Mais Cantiano, avec ses personnages modestes, célèbres et quotidiens…je n’ai pas cité les Juges que je viens de croiser, pas plus que Marie-Madeleine qui nous a rejoint, se retrouve autour et avec la Turba. Impossible de trouver qui pourra me donner une explication du nom de cette grande fête du Vendredi Saint. Sinon que la Turba, c’est la foule mélangée, celle qui s’écoule comme un tourbillon incertain. Par contre on me parle plus simplement des temps troublés des affrontements entre Guelfes et Gibelins, de la souffrance des pauvres gens, du rôle des flagellants qui parcourent les provinces. «  L’un popolo processionalmente, talora fino al numero di dieci e ventimila persone, si portava alla città vicina, e quivi nella cattedrale si disciplinava a sangue, gridando misericordia a Dio e pace tra la gente.

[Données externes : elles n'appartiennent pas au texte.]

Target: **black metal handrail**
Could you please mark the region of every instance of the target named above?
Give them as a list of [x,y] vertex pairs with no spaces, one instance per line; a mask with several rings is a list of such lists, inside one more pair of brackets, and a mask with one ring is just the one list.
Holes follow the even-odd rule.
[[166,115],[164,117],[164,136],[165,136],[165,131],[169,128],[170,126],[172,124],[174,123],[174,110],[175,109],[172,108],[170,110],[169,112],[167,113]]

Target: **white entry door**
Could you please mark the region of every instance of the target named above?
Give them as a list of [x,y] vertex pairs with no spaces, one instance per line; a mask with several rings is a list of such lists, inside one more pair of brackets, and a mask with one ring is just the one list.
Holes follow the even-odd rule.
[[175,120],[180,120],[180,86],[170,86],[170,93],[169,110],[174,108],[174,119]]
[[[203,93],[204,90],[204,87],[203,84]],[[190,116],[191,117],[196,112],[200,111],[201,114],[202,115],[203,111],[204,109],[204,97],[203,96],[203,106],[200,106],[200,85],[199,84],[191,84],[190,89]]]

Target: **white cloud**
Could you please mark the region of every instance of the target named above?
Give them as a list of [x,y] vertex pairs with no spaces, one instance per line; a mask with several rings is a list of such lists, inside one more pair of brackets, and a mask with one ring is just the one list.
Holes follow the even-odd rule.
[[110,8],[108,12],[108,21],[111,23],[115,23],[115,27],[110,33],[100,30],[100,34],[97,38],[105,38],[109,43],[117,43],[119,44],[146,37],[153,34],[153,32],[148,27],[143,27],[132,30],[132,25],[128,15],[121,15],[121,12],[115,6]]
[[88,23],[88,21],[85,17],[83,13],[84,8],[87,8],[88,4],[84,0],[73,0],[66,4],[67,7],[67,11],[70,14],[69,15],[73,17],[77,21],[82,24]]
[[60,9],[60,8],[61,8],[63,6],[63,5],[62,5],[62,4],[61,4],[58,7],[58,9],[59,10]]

Commosso il popolodi quest’altra città andava poscia all’altra, dilabierà che non passo il verno che si dilatò una tal novità anche oltremonte e giunse in Provenza e Germania… »

De siècle en siècle, la procession qui n’est ni théâtre, ni célébration religieuse, mais une sorte de cliché instantané que l’on retrouve sous divers traits dans d’autres villes italiennes et européennes, est devenue un rendez-vous communautaire ; un partage qui a pris sa forme actuelle dans les années quarante et cinquante. Elle a rejoint d’autres Passions, dans un cadre associatif européen, au sein d’europassion.

Cantiano est pour moi un retour. La relance d’un projet d’itinéraire interrompu du fait de la mobilité électorale italienne qui a fait disparaître une partie des communautés de montagne, « la Route Lübeck Rome, un parcours historique vers la Paix ». 

Cantiano est un point de ce parcours à partir duquel reconstruire le projet. Et Gino Traversini, ancien Maire et aujourd’hui Président de la communauté de montagne del Catria e Nerone tient à reprendre le fil cassé. Il porte d’ailleurs un nom où quelques immigrés luxembourgeois vont se reconnaître. Un cousinage qui parle lui aussi de l’Europe.

Et quelques rendez-vous en perspective dans les mois qui viennent, après tant d’autres durant l’année passée.